Quatre-vingt-treize ans plus tard, Jean-Luc Mélenchon, faisant peu de cas – sinon fi – du trépas de Boris Nemtsov, cet opposant assassiné à Moscou le 27 février, se pose en homme qui ricane après le meurtre. Aux antipodes de l’empathie aragonienne – « déjà vous n’êtes plus que pour avoir péri » –, le guide du Front de gauche crache sur un cadavre dédaignable : à devoir forcément périr, Nemtsov n’est logiquement plus.
Dans un billet de blog mis en ligne le 4 mars, et du reste truffé d’erreurs factuelles, M. Mélenchon exécute la victime, « cacique eltsinien », « voyou politique ordinaire ». La phrase clef du politicien français gît au milieu de son texte : « Cela ne justifie pas qu’on l’assassine. Mais […]. »

Mais enfin, Mélenchon serait-il finalement l’assassin de Nemtsov ? Moi qui me demandait, justement….On ne me dit jamais rien ! je vais donc voir du côté de chez Mélenchon, et je lis… Mélenchon pointe du doigt les médias qui, « sans le début d’une preuve« , ont « instillé » l’idée que Poutine serait l’auteur de cet assassinat. Ce qui le conduit à écrire qu' »après ce mort et sa malheureuse famille, la première victime politique de cet assassinat est Vladimir Poutine ». (je ne dis rien d’autre dans mon billet sur le sujet, malgré l’aversion que j’ai pour Poutine, qui me vaut les foudres d’une certaine extrême gauche, mais continuons…). « Car il a été aussitôt traîné dans la boue par toute la presse «libre, éthique et indépendante» du monde entier« . Je ne peux hélas que lui donner raison, malgré la distance que j’ai prise avec lui,  sa personnalité et son antériorité politique en faisant un facteur de division chez nous, et de répulsion chez ceux qui n’adhèrent pas encore à nos idées. Il fonctionne malheureusement  en repoussoir, malgré son immense talent. Mais poursuivons.

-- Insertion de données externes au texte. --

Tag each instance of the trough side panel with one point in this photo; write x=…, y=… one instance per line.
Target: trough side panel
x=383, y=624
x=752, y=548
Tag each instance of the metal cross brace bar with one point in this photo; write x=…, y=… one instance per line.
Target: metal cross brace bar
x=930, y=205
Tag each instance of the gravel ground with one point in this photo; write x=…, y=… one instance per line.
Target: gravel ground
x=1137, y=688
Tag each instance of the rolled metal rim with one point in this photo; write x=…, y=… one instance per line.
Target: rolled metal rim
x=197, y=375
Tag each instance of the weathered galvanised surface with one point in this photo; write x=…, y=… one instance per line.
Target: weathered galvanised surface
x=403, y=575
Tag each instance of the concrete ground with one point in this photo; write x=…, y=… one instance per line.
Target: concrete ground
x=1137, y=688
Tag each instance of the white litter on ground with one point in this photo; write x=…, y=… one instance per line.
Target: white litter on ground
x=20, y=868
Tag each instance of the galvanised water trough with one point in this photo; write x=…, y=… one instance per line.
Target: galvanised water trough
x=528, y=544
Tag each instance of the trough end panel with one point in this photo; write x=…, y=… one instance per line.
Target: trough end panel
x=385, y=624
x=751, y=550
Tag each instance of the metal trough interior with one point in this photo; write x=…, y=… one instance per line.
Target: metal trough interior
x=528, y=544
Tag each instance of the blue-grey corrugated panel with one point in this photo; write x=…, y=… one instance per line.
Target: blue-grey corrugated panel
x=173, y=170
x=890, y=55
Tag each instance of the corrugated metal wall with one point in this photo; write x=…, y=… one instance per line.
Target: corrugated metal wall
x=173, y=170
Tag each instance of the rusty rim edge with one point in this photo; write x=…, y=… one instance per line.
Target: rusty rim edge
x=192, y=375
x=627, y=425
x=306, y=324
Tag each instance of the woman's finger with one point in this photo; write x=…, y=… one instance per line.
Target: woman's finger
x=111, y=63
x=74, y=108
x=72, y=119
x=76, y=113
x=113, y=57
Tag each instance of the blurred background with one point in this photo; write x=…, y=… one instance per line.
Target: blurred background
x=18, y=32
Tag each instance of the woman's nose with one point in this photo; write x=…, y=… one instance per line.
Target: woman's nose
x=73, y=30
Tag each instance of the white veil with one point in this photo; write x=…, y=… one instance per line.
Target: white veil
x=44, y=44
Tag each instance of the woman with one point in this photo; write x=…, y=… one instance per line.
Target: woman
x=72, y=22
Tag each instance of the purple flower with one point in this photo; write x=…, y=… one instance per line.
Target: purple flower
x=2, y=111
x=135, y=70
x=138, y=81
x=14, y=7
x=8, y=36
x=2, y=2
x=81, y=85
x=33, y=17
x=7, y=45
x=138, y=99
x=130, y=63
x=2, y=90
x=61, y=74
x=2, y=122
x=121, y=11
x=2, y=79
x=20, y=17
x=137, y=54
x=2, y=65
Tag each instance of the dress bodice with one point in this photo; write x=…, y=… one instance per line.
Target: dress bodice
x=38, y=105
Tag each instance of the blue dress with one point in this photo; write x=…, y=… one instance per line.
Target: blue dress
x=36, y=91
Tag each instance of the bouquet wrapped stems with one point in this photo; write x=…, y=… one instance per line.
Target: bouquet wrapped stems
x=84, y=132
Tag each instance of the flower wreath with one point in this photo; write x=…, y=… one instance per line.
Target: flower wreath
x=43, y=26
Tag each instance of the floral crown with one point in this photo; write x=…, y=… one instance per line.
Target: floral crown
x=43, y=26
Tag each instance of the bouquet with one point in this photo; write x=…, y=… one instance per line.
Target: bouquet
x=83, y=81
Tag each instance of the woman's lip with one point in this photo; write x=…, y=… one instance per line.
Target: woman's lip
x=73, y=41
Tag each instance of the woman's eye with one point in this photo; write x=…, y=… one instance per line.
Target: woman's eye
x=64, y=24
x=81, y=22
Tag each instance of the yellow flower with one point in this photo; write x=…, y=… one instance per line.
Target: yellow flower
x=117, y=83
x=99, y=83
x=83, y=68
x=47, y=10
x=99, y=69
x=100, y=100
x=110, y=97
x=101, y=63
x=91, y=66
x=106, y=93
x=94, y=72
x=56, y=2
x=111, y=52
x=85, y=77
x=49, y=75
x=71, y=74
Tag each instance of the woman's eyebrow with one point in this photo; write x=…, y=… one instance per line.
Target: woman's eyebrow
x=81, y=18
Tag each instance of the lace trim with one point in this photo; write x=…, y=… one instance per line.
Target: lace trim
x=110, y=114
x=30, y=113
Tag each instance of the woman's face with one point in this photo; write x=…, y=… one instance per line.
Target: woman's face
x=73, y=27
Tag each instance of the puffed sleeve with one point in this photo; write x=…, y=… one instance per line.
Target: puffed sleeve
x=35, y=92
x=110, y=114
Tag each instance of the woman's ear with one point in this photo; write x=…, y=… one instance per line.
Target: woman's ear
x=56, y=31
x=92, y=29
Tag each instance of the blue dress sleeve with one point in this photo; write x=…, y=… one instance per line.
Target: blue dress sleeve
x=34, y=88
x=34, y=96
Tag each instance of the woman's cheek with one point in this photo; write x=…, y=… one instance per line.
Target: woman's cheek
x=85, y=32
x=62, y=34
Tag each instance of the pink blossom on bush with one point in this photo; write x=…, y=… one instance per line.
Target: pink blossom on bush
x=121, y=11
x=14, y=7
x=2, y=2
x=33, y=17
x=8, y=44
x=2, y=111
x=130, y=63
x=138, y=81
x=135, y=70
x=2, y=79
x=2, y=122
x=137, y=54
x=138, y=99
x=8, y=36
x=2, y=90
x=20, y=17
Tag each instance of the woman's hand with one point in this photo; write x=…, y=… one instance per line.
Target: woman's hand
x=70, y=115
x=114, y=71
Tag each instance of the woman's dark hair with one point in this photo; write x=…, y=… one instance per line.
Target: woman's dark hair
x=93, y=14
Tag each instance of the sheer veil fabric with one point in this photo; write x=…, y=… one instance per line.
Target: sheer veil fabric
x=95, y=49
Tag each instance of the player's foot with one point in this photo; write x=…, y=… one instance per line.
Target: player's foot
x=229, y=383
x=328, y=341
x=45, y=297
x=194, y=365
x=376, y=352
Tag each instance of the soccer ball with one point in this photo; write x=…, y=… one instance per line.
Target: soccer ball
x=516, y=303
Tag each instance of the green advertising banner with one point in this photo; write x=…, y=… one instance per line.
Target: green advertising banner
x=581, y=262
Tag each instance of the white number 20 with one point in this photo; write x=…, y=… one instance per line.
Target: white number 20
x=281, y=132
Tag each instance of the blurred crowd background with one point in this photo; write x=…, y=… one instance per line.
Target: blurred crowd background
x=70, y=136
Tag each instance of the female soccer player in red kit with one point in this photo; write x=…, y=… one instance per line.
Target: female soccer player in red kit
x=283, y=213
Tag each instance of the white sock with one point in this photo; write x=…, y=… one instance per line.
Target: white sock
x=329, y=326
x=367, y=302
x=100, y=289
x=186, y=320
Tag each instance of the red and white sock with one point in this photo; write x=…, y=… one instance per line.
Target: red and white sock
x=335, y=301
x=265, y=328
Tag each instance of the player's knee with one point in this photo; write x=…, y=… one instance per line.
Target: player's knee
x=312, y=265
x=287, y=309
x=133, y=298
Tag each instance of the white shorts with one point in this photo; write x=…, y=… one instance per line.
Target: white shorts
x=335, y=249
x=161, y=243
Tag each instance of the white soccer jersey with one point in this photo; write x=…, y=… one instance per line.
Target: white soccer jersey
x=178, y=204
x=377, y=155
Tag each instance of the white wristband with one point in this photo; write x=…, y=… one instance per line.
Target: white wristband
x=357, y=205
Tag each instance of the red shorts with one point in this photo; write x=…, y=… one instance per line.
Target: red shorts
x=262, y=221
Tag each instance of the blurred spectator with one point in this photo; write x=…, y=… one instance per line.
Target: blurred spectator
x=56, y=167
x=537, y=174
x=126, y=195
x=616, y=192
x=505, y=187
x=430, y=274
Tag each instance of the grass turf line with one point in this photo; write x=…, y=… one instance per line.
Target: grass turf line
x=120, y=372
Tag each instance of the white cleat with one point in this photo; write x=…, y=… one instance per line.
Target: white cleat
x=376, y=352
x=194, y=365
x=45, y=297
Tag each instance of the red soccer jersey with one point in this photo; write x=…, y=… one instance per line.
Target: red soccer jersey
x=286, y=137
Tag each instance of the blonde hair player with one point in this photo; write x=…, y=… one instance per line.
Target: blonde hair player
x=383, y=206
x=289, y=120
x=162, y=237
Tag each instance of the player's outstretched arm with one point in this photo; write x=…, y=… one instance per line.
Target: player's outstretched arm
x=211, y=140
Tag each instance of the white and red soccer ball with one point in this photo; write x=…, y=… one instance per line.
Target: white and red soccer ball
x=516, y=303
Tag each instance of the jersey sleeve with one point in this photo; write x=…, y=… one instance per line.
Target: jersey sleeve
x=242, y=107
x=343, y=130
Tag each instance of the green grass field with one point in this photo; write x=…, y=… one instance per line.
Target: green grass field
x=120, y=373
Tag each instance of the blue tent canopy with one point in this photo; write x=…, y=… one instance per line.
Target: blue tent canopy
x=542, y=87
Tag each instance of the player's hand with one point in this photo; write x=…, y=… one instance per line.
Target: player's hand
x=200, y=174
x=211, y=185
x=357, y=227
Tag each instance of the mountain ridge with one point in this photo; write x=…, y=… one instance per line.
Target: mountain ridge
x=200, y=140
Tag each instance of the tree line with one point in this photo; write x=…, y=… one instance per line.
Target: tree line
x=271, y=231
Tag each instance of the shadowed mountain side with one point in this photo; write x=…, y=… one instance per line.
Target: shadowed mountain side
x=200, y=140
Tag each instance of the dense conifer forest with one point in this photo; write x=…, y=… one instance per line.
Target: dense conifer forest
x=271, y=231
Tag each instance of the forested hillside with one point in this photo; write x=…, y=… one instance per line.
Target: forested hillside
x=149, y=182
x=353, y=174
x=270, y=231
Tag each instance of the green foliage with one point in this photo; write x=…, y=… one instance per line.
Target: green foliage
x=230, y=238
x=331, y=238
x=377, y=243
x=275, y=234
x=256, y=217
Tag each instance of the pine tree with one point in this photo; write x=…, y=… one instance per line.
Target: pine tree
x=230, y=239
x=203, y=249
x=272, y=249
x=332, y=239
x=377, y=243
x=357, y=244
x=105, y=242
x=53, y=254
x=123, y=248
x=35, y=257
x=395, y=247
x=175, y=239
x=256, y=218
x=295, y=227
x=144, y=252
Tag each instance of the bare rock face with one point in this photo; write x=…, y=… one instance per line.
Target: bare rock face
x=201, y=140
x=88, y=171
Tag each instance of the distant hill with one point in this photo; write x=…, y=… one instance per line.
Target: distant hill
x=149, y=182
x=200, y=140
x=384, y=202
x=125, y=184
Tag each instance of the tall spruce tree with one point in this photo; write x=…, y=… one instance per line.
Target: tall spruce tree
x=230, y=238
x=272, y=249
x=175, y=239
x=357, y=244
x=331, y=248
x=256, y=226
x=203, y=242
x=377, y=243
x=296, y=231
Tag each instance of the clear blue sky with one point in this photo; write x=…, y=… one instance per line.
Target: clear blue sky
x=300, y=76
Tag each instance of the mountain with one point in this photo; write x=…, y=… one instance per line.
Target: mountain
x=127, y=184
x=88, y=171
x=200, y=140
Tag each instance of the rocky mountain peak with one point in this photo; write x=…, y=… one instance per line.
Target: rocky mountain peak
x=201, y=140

« Deuxième point développé par Mélenchon : il regrette l’héroïsation d’un « voyou politique ordinaire de la période la plus sombre du toujours titubant Boris Eltsine », « libéral fanatique » qui fut le « principal artisan des privatisations de la période 1991-1993 qui furent en fait un véritable pillage », et appelait à manifester aux côtés du « raciste Alexey Navalny, leader libéral-xénophobe ultra violent ». Conclusion du fondateur du Parti de gauche : « Cela ne justifie pas qu’on l’assassine. Mais cela devrait nous épargner d’être invités à l’admirer comme le propose grotesquement Le Monde. »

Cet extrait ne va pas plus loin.